Kim Phuc and Nick
Ut Meet Again
by Horst Faas and Marianne Fulton
During
the war Nick Ut visited Kim Phuc several times after she had returned
to her home village of Trang Bang in November 1972. "I used to stop
by and ask how Kim was doing. The family was living in a smaller
house." He said.
When the fall of Saigon to North Vietnamese
troops was imminent Nick Ut was evacuated and finally landed in
the United States.
He met Kim Phuc again - it was seventeen
years after the dramatic day in Trang Bang and fourteen years since
he saw her last a few weeks before the end of the war.
"The Los Angeles Times Magazine wanted
to do a story about Kim Phuc and me and I told them that Kim is
in Cuba, studying Spanish and being trained as a pharmacist. So
we went to Cuba, and I saw Kim again. She introduced me to her fiancee,
a student from North Vietnam." Nick explains. She married Bui Huy
Toan in Cuba.
Reminiscing
about the 1989 re-union in Havana while meeting again in London
a few weeks ago Kim Phuc said: "For many months in hospital I just
lived in great pain. I cannot remember much, just the pain. But
then the pain subsided, and I could go back home to Trang Bang.
For the first time I really looked at myself, and my first thought
was that with a scarred body like mine I would never have a boyfriend.
Fortunately that wasn't so - and I could introduce 'Uncle Nick'
to my boyfriend, who is now my husband and father of my two sons."
A Korean friend of the couple paid
for a honeymoon vacation out of Cuba in Moscow in 1992. On the return
flight from Moscow to Havana both Kim Phuc and her husband defected.
After they had walked off the plane in Gander, Newfoundland, Canada,
Nick Ut talked to Kim Phuc on the phone. "She was so happy," said
Nick Ut.
Nick Ut visits Kim Phuc and
her family often in Toronto. "Kim and I are almost like family,
she calls me "uncle" and I talk with her almost every week" he said.
AFTER THE WAR ENDED
Who Dropped the Bombs?
The story of the heart wrenching "Napalm
Girl" photograph was accurately and in detail reported in the immediate
aftermath of the incident. The news agency and newspaper stories,
including those of Peter Arnett and Fox Butterfield reported independently
that the incident was involving only Vietnamese and happened during
an all-Vietnamese fight. The only foreigners, among them also
Americans, were the reporters on the scene.
The airstrike had been requested by
a commander of the Vietnamese 25th Army Division and was provided
by the exclusively Vietnamese co-ordinated and controlled 518th
Vietnamese Airforce Squadron (VNAF), with
Vietnamese pilots in the cockpits.
Unlike in previous years of the war both the ground units and the
Airforce Squadron had no U.S. advisors attached to them anymore.

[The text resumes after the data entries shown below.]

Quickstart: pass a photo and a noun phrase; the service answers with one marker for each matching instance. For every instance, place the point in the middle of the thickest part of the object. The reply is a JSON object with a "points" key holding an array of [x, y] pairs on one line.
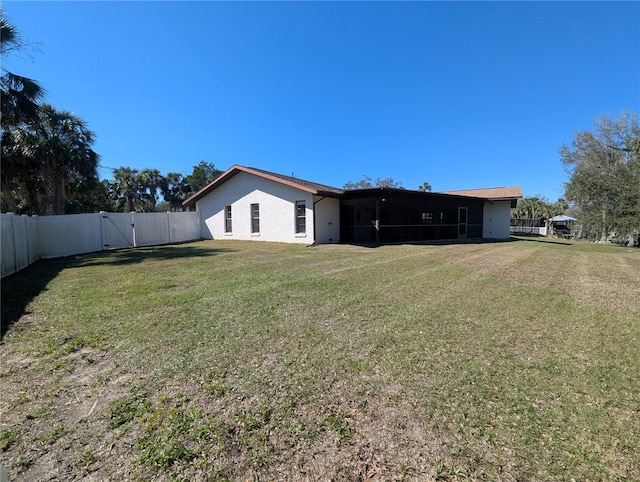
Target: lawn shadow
{"points": [[19, 289], [541, 239]]}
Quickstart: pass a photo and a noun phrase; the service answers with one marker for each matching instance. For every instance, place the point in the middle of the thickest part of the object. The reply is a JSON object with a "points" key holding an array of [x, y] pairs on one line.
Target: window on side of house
{"points": [[255, 218], [227, 219], [301, 217]]}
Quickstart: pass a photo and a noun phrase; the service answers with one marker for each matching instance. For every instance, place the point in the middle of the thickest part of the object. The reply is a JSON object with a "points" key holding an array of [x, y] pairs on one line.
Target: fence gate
{"points": [[117, 230]]}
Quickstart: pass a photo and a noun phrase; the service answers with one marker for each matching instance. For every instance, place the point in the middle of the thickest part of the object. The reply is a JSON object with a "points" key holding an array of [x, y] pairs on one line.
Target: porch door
{"points": [[462, 223]]}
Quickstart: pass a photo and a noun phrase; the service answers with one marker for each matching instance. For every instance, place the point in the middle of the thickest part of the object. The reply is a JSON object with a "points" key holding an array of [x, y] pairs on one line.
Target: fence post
{"points": [[133, 229], [102, 216], [169, 226], [15, 249]]}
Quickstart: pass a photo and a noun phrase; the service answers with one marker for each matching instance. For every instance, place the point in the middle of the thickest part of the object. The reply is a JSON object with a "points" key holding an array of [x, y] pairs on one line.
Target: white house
{"points": [[253, 204]]}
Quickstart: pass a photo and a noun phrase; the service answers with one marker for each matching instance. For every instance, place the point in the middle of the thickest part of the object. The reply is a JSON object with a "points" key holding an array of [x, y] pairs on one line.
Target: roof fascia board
{"points": [[231, 172]]}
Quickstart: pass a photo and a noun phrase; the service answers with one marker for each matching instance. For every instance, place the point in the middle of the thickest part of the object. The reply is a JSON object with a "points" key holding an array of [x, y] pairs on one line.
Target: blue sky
{"points": [[459, 94]]}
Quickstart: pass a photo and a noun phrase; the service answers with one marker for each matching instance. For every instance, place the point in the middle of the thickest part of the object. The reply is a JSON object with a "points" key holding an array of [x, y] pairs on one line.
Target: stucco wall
{"points": [[277, 211], [496, 220], [327, 220]]}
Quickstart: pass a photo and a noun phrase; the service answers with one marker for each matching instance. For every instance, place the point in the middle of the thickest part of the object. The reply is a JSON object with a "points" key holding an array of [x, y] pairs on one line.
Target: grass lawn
{"points": [[257, 361]]}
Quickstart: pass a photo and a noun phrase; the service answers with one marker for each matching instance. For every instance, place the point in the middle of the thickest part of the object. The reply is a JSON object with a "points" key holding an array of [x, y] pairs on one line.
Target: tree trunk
{"points": [[603, 234]]}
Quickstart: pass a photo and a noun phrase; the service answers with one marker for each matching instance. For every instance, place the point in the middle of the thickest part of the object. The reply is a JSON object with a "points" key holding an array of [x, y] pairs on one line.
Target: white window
{"points": [[301, 217], [227, 219], [255, 218]]}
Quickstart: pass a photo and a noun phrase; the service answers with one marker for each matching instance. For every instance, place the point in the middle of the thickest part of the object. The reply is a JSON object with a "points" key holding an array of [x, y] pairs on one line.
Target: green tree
{"points": [[203, 174], [151, 180], [126, 190], [367, 183], [604, 170], [20, 96], [175, 189], [44, 156], [538, 207]]}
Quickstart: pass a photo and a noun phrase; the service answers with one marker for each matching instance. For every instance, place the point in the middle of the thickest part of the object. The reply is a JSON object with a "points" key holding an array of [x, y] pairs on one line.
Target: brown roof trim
{"points": [[307, 186], [490, 193]]}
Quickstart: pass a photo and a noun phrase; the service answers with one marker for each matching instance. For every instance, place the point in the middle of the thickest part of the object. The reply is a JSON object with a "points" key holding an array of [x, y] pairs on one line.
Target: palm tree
{"points": [[62, 148], [53, 149], [175, 189], [19, 95], [152, 180], [126, 186]]}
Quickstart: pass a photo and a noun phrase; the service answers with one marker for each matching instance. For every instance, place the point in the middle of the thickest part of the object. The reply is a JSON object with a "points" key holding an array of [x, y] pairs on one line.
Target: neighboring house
{"points": [[253, 204]]}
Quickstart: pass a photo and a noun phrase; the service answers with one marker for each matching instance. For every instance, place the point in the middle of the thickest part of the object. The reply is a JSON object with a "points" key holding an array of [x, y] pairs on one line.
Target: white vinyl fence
{"points": [[26, 239]]}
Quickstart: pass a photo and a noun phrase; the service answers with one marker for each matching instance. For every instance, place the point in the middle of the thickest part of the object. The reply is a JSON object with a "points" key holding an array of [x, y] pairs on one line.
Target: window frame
{"points": [[300, 221], [228, 219], [255, 218]]}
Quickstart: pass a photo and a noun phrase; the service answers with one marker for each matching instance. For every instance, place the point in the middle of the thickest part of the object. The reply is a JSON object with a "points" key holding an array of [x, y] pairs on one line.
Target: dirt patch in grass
{"points": [[605, 278]]}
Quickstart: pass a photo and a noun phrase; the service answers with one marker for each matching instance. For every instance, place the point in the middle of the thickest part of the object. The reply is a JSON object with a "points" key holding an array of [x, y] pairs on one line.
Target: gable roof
{"points": [[307, 186], [490, 193]]}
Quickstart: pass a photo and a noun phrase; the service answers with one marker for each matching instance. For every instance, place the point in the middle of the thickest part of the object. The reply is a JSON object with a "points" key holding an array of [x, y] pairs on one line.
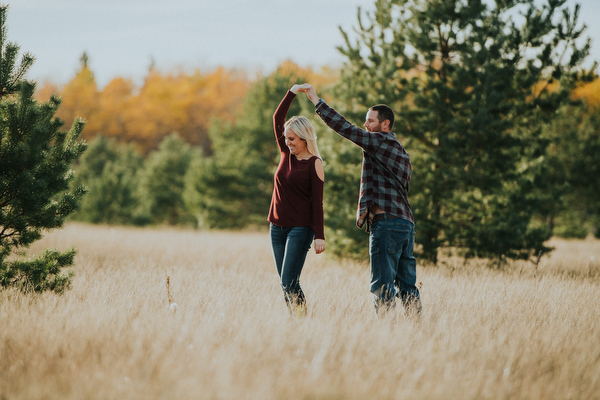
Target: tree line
{"points": [[501, 122]]}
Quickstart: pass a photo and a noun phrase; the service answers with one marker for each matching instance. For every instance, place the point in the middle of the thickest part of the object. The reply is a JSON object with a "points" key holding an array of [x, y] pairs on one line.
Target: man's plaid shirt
{"points": [[386, 168]]}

In June 1972 the "Vietnamization"
of the war had been almost completed and most American fighting
forces and men had been withdrawn. By March 1973 all US combat forces
had left Vietnam and the Vietnamese fought on their own, until defeat
in 1975.
Since the war ended in 1975 the Vietnam
war myth was created that the air-strike was in fact ordered, co-ordinated
or even flown by American commanders and pilots. In 1996 a former
U.S. Army captain (John Plummer, now a Methodist minister) even
claimed and "confessed" to have taken part in the air-strike, later
only claiming to have ordered the attack. His claim was thoroughly
investigated and discredited a year later. He had lacked authority
to communicate with the Vietnamese Airforce at the time of the incident.
A reader of the International Herald
Tribune in a letter to the editor wrote to end the discussion
of the question who dropped the bomb: "it is good for the facts
to be set straight. However, the power of the photo has nothing
to do with who was responsible. It results from the depiction of
the unimaginable pain and suffering that war brings to all who play
a role in its ugly chain of events." (Letter by Kevin B. Marvel,
Alexander, Virginia, IHT, July 11, 2000).